Please email solutions to data-science-challenge (AT) tworoads (dot) co (dot) in with a short-name like “mithrandir”.
A majority of data science applications also emphasize speed of computation along with accuracy. There is anecdotal evidence of the fact that non linear decision tree methods have performed well in a variety of data science applications. The challenge of using it in the domain of HFT will be, among others, implementing it efficiently. On most events, there are some “knee-jerk” reactions where the response function is largely simple and computing the short term effect of the event is easy. Then there are more complex responses. To model them we need more sophisticated perhaps non-linear models that take more time. Using a sophisticated model for an elementary prediction would leave it vulnerable to be too slow at the task. This problem is very prevalent in the domain of finance. In finance, one encounters relationships that hold in even very small durations, like in ten seconds after an event has occurred. Then there are relationships that seem to not hold consistently over small durations but show up more often when one looks at longer periods like months and years.Input:
You can download a collection of data files each of which is a data set of indicator values which have been snapped at regular intervals. The structure of the data file is further explained in README.txt in the instruction files. We have written a wrapper file, process_data.cpp, that reads the data and calls the function OnInputChange on the TertiaryRandomForest class. The two arguments of the function are the index of the input variable that has changed, and the new value. For instance if indicator 5 has changed and the new value of the indicator is -1, process_data.cpp will call OnInputChange ( 5, -1 ) on the TertiaryRandomForest.

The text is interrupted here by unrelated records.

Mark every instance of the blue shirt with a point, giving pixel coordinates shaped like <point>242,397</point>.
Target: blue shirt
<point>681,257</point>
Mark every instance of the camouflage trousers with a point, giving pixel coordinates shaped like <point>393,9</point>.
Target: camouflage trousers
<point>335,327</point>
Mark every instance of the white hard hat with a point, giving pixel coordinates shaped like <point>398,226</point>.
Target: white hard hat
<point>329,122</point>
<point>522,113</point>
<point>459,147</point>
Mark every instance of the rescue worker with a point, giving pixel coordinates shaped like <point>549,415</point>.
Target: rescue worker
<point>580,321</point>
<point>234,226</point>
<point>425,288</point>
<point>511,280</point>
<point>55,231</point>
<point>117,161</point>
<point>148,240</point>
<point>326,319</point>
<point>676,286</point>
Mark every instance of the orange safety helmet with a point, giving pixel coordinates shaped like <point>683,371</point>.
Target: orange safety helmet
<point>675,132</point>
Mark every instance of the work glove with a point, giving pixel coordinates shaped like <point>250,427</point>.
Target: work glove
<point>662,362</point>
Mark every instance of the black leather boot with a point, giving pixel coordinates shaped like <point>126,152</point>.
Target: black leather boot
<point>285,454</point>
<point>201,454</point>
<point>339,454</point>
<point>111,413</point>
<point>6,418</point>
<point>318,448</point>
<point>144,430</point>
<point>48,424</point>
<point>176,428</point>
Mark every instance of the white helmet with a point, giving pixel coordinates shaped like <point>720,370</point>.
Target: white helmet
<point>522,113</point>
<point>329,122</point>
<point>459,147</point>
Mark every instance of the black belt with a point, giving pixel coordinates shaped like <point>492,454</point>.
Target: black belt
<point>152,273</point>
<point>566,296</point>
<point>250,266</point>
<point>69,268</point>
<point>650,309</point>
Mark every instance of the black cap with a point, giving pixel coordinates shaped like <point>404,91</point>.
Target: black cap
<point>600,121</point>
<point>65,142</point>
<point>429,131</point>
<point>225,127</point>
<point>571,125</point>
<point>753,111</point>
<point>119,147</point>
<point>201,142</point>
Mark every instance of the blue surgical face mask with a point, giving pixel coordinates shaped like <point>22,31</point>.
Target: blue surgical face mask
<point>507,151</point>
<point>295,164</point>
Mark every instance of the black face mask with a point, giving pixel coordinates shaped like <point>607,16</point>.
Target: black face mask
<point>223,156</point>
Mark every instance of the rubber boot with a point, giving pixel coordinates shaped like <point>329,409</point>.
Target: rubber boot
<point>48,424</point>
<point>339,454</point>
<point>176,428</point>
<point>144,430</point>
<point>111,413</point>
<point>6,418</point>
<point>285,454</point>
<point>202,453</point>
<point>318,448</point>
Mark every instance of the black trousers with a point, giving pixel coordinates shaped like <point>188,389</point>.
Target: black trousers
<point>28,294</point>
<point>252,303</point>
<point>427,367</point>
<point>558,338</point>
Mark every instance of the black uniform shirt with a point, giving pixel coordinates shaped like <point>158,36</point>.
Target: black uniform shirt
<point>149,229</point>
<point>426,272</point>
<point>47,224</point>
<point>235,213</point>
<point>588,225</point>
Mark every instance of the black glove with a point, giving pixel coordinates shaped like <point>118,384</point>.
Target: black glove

To measure correctness, at every ‘samplingrate’ number of function calls, the predicted value is printed. We will try to compare our benchmark solution to yours, and as long as every prediction differs by not more than 1%, we will consider the values to be correct. We allow a margin of error to account for any floating point errors in computation as well as allow any optimizations that might be possible with approximate computations. In this domain a very small difference in predicted price should not affect the outcome. If that margin of error allows one to reduce latency the benefit is often more than the cost.
Q: What do each of the files mean in the instruction files ?
A: Please look at the README.txt in the instruction files.